If you are like me, then you have more than likely used Gogo inflight broadband on a flight from San Francisco to New York (or someplace else) and cursed all the way. We all know the service is going to be slow, but like a junkies looking for their next high, we all happily fork over a lot of money to get slower-than-dialup speeds.
And that is precisely why last week Gogo Inc. (s GOGO) was able to raise $187 million in funds from the public markets. It sold about 11 million shares at $17 a share and that valued the company at shade over $1.46 billion. By the time markets closed today, the company’s stock was slowing down — it is now trading at $15.41 per share and its market capitalization is down to about $1.2 billion.
Gogo had filed to go public in September 2011 but decided to put the offering on hold and raised $200 million from private investors. Of course, it ended up going public on June 21 — a day when the S&P 500 fell 2.5 percent and the NASDAQ dropped 2.3 percent. The company, which offers service in 1,900 planes, had sales of $233.5 million in 2012 (vs $160.2 million in 2011) and hasn’t made a dime. It lost $32.7 million in 2012 and has about $130 million in debt. Even with over 80 percent of the market, the company’s average users bring in about $9.74 a year.

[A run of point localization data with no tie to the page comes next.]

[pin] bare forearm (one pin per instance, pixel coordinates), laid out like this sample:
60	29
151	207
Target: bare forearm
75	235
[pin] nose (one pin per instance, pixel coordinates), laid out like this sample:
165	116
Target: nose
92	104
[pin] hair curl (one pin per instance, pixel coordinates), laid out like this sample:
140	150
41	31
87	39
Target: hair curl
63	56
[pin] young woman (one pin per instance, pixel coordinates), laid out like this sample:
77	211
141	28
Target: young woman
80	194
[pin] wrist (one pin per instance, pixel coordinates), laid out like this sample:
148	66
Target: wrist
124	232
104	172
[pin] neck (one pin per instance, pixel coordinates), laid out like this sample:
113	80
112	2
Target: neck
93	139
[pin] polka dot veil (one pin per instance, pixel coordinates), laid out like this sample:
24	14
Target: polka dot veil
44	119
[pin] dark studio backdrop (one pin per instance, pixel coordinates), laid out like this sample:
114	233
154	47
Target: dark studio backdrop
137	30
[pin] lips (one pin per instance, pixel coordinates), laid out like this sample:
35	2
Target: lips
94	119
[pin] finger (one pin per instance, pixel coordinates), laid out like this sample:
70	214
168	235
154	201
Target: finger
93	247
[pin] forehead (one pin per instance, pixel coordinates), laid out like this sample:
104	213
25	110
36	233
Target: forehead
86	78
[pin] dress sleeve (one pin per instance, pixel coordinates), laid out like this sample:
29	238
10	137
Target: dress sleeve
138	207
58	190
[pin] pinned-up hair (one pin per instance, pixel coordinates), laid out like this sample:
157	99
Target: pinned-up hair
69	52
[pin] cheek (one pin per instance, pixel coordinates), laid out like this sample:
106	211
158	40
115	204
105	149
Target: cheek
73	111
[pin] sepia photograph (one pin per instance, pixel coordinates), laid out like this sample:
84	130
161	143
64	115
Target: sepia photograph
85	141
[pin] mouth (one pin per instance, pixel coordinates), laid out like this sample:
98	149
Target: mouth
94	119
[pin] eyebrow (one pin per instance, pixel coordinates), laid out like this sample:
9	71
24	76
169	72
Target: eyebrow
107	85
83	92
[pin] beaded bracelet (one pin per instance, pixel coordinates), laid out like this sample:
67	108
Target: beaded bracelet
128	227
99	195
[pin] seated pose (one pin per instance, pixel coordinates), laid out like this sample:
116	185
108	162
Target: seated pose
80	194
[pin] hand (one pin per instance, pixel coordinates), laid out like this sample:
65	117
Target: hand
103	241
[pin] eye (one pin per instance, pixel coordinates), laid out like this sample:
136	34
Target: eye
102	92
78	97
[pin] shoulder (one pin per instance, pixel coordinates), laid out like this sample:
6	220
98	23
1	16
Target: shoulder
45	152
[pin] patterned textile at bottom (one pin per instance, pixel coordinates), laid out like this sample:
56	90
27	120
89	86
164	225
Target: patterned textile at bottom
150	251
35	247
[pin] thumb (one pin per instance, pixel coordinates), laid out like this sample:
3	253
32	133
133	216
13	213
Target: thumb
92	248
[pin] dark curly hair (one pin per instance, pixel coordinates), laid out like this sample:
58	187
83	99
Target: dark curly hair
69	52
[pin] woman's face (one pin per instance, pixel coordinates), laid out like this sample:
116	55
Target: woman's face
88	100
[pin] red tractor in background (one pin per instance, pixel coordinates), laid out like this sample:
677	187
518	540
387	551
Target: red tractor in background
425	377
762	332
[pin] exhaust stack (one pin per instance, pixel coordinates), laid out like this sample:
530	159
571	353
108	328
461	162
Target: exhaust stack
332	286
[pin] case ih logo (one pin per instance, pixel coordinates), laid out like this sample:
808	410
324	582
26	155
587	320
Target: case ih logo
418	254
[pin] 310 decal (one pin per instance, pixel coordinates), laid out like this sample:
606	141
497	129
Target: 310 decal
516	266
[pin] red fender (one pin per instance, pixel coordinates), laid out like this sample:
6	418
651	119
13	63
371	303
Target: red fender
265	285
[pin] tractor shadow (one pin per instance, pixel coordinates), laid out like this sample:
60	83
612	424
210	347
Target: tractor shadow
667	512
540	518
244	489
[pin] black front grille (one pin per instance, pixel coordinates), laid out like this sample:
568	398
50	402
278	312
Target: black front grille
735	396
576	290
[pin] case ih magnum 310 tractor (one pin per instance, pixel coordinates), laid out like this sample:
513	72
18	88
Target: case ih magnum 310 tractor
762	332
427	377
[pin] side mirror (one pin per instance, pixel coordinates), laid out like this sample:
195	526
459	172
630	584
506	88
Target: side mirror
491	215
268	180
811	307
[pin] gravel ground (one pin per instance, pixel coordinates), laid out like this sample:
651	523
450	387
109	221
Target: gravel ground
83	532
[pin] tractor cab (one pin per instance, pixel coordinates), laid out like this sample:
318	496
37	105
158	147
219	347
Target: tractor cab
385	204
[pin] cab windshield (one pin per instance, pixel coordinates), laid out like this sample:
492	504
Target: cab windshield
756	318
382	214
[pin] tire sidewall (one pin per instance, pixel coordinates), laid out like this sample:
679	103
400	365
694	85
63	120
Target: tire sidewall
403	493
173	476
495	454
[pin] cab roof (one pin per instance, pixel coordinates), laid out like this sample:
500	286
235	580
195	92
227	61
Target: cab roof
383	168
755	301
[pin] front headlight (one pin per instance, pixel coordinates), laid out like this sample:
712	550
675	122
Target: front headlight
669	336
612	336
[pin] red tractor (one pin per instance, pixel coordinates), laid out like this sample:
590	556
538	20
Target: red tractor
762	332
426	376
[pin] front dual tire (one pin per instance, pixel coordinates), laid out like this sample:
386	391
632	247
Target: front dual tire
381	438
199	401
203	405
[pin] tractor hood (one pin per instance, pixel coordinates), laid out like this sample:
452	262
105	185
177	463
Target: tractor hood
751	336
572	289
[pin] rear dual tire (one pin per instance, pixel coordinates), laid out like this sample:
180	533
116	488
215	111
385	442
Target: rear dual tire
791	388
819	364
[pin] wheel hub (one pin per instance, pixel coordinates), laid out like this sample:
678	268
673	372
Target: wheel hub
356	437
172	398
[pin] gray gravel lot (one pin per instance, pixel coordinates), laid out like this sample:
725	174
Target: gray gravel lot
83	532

Business Week’s Justin Bachman postulates that Gogo’s problem is that it is expensive and no one uses it. Sorry, Justin, did you actually mean “no one can use it?” Bachman is right when he says that it is expensive, but a lot of people use it. And because a lot use it, the service degrades quickly, and well, then no one can use it.
That said, the biggest worry for the company (and its investors) is that of leverage in its business model. It has gross margins of around 50 percent and it is running a capital intensive business. As a company it depends on wireless providers for network connectivity and airlines for its ability to add (and upgrade) infrastructure. Most importantly, the value of Gogo is truly realized when the flight is around 5-to-6 hours like, say, from San Francisco to New York. On those flights, the network gets filled up fast.

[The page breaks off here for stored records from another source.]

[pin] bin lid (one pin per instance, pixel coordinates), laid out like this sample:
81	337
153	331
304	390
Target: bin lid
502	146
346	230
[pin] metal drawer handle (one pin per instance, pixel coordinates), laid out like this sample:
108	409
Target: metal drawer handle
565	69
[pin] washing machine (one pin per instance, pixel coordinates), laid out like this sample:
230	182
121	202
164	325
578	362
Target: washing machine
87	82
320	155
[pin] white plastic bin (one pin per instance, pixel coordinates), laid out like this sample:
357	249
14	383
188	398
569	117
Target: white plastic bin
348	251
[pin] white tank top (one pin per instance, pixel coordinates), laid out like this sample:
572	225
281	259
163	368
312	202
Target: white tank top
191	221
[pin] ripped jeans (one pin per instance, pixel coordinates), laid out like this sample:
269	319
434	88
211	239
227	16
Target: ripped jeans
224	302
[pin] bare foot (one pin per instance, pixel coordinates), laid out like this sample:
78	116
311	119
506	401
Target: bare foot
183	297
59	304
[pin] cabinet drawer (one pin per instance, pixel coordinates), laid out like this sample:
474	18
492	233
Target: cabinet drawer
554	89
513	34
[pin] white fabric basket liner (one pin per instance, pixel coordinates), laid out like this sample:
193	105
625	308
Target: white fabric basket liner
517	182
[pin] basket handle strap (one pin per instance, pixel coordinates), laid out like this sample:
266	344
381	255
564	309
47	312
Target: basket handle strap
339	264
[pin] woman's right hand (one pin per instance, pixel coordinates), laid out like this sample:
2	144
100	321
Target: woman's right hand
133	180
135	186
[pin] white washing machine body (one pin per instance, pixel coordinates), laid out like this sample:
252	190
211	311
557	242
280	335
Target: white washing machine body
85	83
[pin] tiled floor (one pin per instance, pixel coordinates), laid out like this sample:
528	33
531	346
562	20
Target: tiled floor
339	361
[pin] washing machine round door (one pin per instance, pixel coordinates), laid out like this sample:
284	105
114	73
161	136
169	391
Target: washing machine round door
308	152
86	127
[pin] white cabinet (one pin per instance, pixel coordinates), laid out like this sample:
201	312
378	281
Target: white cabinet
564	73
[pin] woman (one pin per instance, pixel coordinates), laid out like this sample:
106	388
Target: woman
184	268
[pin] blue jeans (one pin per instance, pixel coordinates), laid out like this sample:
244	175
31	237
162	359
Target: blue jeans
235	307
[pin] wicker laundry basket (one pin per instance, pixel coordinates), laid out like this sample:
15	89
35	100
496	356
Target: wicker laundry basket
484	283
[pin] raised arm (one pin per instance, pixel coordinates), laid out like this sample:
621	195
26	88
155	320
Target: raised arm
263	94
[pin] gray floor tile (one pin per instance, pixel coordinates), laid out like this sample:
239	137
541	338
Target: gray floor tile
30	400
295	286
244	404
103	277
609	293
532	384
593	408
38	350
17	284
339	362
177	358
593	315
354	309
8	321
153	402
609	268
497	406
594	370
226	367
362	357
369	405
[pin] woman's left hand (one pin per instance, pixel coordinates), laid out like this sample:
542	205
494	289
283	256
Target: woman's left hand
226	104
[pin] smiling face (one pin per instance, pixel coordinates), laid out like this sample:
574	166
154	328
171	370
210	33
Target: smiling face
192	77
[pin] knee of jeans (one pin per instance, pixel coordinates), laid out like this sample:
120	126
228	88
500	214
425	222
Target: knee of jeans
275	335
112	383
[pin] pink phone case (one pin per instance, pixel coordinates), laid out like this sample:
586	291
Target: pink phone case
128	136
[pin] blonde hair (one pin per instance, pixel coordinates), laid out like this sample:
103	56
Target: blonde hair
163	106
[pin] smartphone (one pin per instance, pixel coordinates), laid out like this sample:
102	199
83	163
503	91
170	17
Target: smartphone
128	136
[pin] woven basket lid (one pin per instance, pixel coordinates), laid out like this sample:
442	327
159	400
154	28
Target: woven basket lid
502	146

With challenges like this, it isn’t much of a surprise the stock market is cagey about this stock.
Last year my colleague Stacey Higginbotham, after getting sick and tired of hearing my tirades about inflight broadband, ended up writing an explainer (just to shut me up) — Why your in-flight WiFi is slow and expensive. That said, there is hope for better broadband speeds when flying in a metal tube at 500 miles per hour. Qualcomm wants to build a super-broadband grid. Even Federal Communications Commission (FCC) is looking at ways to free up spectrum for better broadband in the sky.